Le figure ritratte da Tamara sono imponenti, monumentali, icone di un preciso momento storico eppure astratte da ogni riferimento temporale, assolute e possenti come statue antiche. Soprattutto nei nudi tutti femminili. I suoi ritratti di una solennità nuova e modernissima che inquadrano personaggi belli e impassibili, lontani dalla brutalità del reale, sono diventati icone di quel mondo meraviglioso e affascinante in cui tutto, dall’automobile ai bicchieri, dai mobili ai piatti, è espressione di uno stile eclettico, internazionale seducente.

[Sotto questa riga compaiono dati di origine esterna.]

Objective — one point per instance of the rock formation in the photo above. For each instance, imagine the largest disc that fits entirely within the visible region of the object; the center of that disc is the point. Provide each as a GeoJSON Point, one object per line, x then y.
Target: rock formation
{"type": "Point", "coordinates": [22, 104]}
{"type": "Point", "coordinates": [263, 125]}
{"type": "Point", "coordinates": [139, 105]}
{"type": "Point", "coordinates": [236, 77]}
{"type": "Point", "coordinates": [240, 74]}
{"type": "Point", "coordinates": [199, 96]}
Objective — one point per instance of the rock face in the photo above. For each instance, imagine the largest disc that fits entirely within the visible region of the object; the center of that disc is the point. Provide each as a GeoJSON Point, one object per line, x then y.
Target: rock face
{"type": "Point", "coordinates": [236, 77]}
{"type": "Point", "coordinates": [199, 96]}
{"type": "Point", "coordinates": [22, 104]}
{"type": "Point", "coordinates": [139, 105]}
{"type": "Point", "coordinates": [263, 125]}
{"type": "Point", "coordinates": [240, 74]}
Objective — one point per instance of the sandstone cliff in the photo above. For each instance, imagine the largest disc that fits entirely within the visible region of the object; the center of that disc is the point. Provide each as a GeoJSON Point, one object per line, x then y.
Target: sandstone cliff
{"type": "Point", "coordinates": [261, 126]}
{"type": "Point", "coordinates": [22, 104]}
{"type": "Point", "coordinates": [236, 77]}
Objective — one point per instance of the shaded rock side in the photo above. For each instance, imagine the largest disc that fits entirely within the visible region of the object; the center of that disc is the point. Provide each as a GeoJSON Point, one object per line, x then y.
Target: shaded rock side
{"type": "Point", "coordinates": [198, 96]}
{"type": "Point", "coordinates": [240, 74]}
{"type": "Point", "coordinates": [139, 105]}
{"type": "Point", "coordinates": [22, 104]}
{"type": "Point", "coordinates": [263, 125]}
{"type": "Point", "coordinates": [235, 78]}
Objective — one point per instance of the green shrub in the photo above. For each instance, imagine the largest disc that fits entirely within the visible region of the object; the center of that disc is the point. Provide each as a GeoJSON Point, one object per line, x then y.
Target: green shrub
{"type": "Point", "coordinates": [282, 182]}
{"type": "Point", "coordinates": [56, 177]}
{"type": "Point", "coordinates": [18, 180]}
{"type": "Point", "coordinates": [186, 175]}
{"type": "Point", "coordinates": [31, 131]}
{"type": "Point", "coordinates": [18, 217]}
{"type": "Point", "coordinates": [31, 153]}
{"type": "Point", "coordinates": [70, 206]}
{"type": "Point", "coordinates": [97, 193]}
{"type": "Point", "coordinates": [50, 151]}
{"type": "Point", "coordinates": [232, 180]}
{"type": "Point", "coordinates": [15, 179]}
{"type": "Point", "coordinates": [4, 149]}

Alla mostra di Forlì, le “femmes fatale” dipinte da Lempicka: elegantissime e con una forte carica erotica, anche quando sono vestite, o meglio avvolte in abiti svolazzanti. Se si guarda il Ritratto di Ira P., si può comprendere il suo modo di trattare la tela: innanzitutto lo spazio è interamente occupato dal soggetto, che sembra addirittura starci stretto, come accade in certi quadri tardomanieristici. Non c’è aria, non c’è vuoto intorno, Tamara schiaccia le sue figure in una scatola che le contiene appena.
Inoltre la pittrice utilizza pochissimi colori: qui c’è una vera e propria sinfonia di grigi e bianchi interrotti solamente dal rosso delle labbra, dalle unghie laccate e dallo scialle. Tutto sembra fatto di una stessa materia metallica: dai fiori che Ira P. tiene in mano al drappeggio della veste, fino alla fronte investita da un fascio di luce.

Tamara è uno dei capisaldi del Déco, ed è una donna seducente, con il trucco forte, sfacciato, l’incarnato pallido, le ciglia pesanti, come la si vede nel celebre autoritratto a bordo di una Bugatti verde, eseguito nel 1929 per la rivista tedesca di moda “Die Dame”.
Della fatale bellezza di Wally Toscanini si sapeva nella Milano altolocata degli anni Venti. Nel ritratto che le fa Alberto Martini nel 1925 è presentata come la regina di Saba, vestita di veli giallo oro, in pendant con un copricapo “esotico” ispirato ai balletti russi di Djagilev.




Nei Musei di San Domenico il dipinto gareggia in bellezza con i ritratti cesellati di Erté, pseudonimo del designer di origine franco russo Romain de Tirtoff. La sua donna déco ha l’aria spregiudicata, porta capelli a caschetto, à la garçonne, veste Chanel e Poiret, s’ingioiella con bellissima bigiotteria, balla il charleston facendo tintinnare lunghe collane e fuma con sottili bocchini d’avorio.